Eerste Oosterwolds Dictee 2019
Any resemblance with existing persons is purely coincidental ...
De Specialisten moesten de vette, rode woorden invullen, de Liefhebbers de onderstreepte, rode. De invulitems voor beide groepen zijn vet, onderstreept en rood! Het commentaar is blauw. Bij botsende kleuren gebruik ik groen ...
De Geest van Oosterwold (auteur: Bob van Dijk)

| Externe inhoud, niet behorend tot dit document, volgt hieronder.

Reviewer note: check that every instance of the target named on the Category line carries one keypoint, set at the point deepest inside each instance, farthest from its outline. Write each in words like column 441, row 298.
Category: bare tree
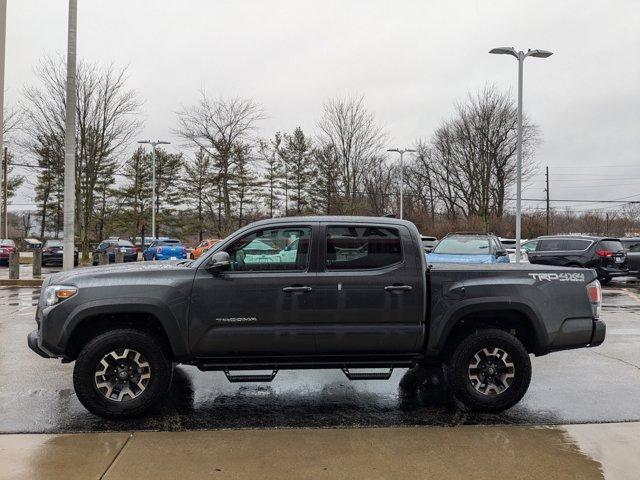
column 218, row 126
column 471, row 157
column 355, row 138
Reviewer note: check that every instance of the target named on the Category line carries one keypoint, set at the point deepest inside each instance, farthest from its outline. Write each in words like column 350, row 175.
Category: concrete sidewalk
column 575, row 451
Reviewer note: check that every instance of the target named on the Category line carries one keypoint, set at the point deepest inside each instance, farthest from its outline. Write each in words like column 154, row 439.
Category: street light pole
column 401, row 151
column 520, row 56
column 70, row 142
column 3, row 31
column 153, row 181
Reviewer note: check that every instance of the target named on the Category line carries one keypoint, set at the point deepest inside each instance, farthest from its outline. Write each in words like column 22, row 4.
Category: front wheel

1. Word je ook zo tureluurs van Maarten van Rossem? Hij heeft er echt geen mallemoer van begrepen, laatst op tv [GB, VD ook: teevee ook goed!; tv'tje. teeveetje]. Werkt heel Oosterwold zich de pleuris [van: longontsteking, pleuritis] om de kleiige kleigrond te frezen teneinde er nutsgewassen [zie ook einde alinea 6!] te telen, komt deze vileine oud-hoogleraar zaniken dat al die
huis-tuin-en-keukenlandbouw maar aangeprate quatsch [onzin] is ... Laat hem zelf maar eens komen proeven hoe verrukkelijk eigengekweekte sperziebonen en kapucijners je smaakpapillen vleien. Njamnjam [ook: jammie, nomnom]! Of trakteren we deze punaisepoetser liever op rattenkruit [gif, rattenkruid is een plant: de wilde munt], verstopt in vrije-uitloopeieren van barnevelders? Nee toch zeker: in de geest van Oosterwold zijn we absoluut niet wraakzuchtig.
2. Eenkennig zijn we evenmin. We groeten elkaar op straat met houdoe, moi of goeiemoggel; we komen immers uit alle windstreken in deze metropool. We wisselen pallets [laadbord, misschien zouden pellets, bolletjes ook wel kunnen ...] en bahco's [Engelse sleutel] uit en kopen gezamenlijk ducttape [sterk textielplakband] en tiewraps [kabelbinder] in. Maar vooral raad en daad zijn een gewild ruilobject.
3. Klassenverschil kennen we ook niet in de geest van Oosterwold. Of je nu een idealistische bohemien bent, of een gesettelde, chablis sippende [los, vergelijk: wijn drinkende; wijndrinker en chablissipper moeten aan elkaar – samenstelling van twee znw.] Bussumer: als je maar open-minded en groenhartig ingesteld bent. Eerstgenoemde (dat hipstertiepje – ook typeje, typetje) zal enkele jaren als kamper [strijder, woonwagenbewoner] in een joert [yurta –
4. De ander (die van dat oesterwater [chablis dus – wijn bij oesters!]) zal zich engageren bij [= in dienst treden] een kant-en-klaarprojectontwikkelaar, zonder dat hij ook maar enig benul heeft van shovel of kwartiers gezaagd [vgl. bv. zeskant bezaagd] Siberisch larikshout. Bouwvakkersdecolletés [bildecolleté bij afgezakte broek] gaan al helemaal aan zo iemand voorbij. Maar moestuinieren en stadslandbouwen, manu propria, zal hij evengoed moeten, voor de volle vijftig kavelprocent van zijn terroir [grond, bodem i.t.t. gewassen erop]. Wieden dus, die onkruidentuin! In al zijn Gooise godloochening gelooft hij nu toch maar in de biddag voor gewas en arbeid. Dat wordt volgend jaar zeker en vast [BE, NL: vast en zeker] een massagebed ['massa-gebed', niet: 'massage-bed'] in Oosterwold!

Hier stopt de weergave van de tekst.